Consider a probability space $(\Omega, \mathcal{F}, \mathbb{P})$ and $(X_n)_n$, $X$ random variables on this space. Consider a sub $\sigma$-algebra $\mathcal{G} \subseteq \mathbb{F}$.
Suppose $X_n \to X$ almost surely and that $|X_n| \leq Y$ for all $n \geq 1$ where $Y$ is a positive, integrable random variable.
Is it true that $$\mathbb{E}[X_n \mid \mid \mathcal{G}] \to
\mathbb{E}[X\mid\mid \mathcal{G}]$$ in $L_1$?
My attempt:
I already know that $|\mathbb{E}[X_n \mid \mid \mathcal{G}] – \mathbb{E}[X\mid\mid \mathcal{G}]| \to 0$ a.s. (from another proof).

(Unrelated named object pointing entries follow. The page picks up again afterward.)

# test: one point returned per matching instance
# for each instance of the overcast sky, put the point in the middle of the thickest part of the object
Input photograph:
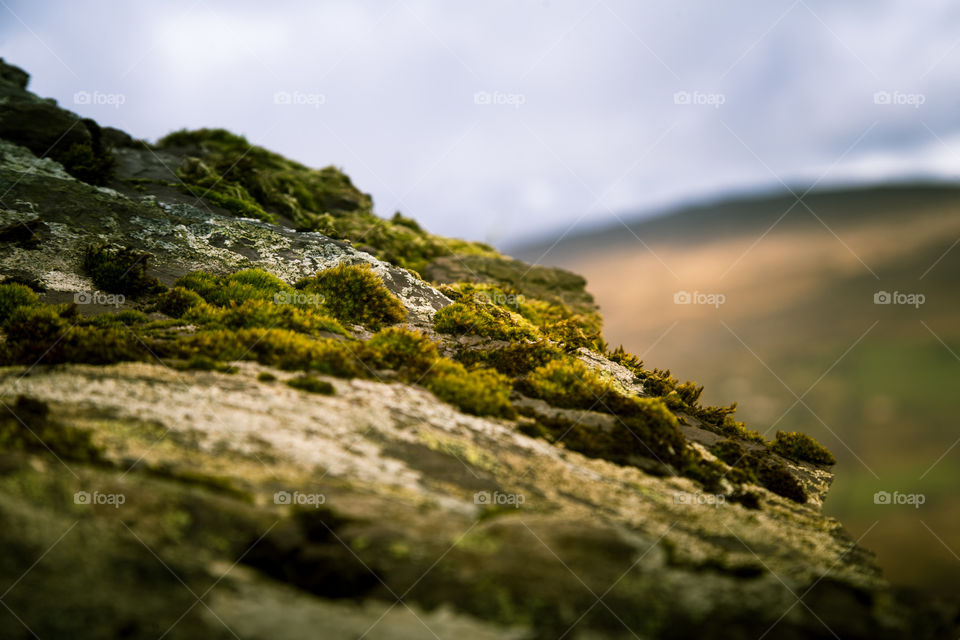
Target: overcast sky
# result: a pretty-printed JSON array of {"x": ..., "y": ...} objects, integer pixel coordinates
[{"x": 498, "y": 119}]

However, we also know that for $n \geq 1$, with probability $1$,
$$|\mathbb{E}[X_n \mid \mid \mathcal{G}] – \mathbb{E}[X\mid\mid \mathcal{G}]| \leq 2 \mathbb{E}[|Y| \mid \mid \mathcal{G}]$$ and $\mathbb{E}[|Y| \mid \mid \mathcal{G}]$ is integrable, so by the dominated convergence theorem:
$$\mathbb{E}[|\mathbb{E}[X_n \mid \mid \mathcal{G}] – \mathbb{E}[X\mid\mid \mathcal{G}]|] \to \mathbb{E}[0] = 0$$
and thus we have convergence in $L_1$.
Is this correct?
Best Answer
Using the conditional Jensen's inequality, $$ \mathsf{E}|\mathsf{E}[X_n\mid\mathcal{G}]-\mathsf{E}[X\mid\mathcal{G}]|\le \mathsf{E}|X_n-X|\to 0. $$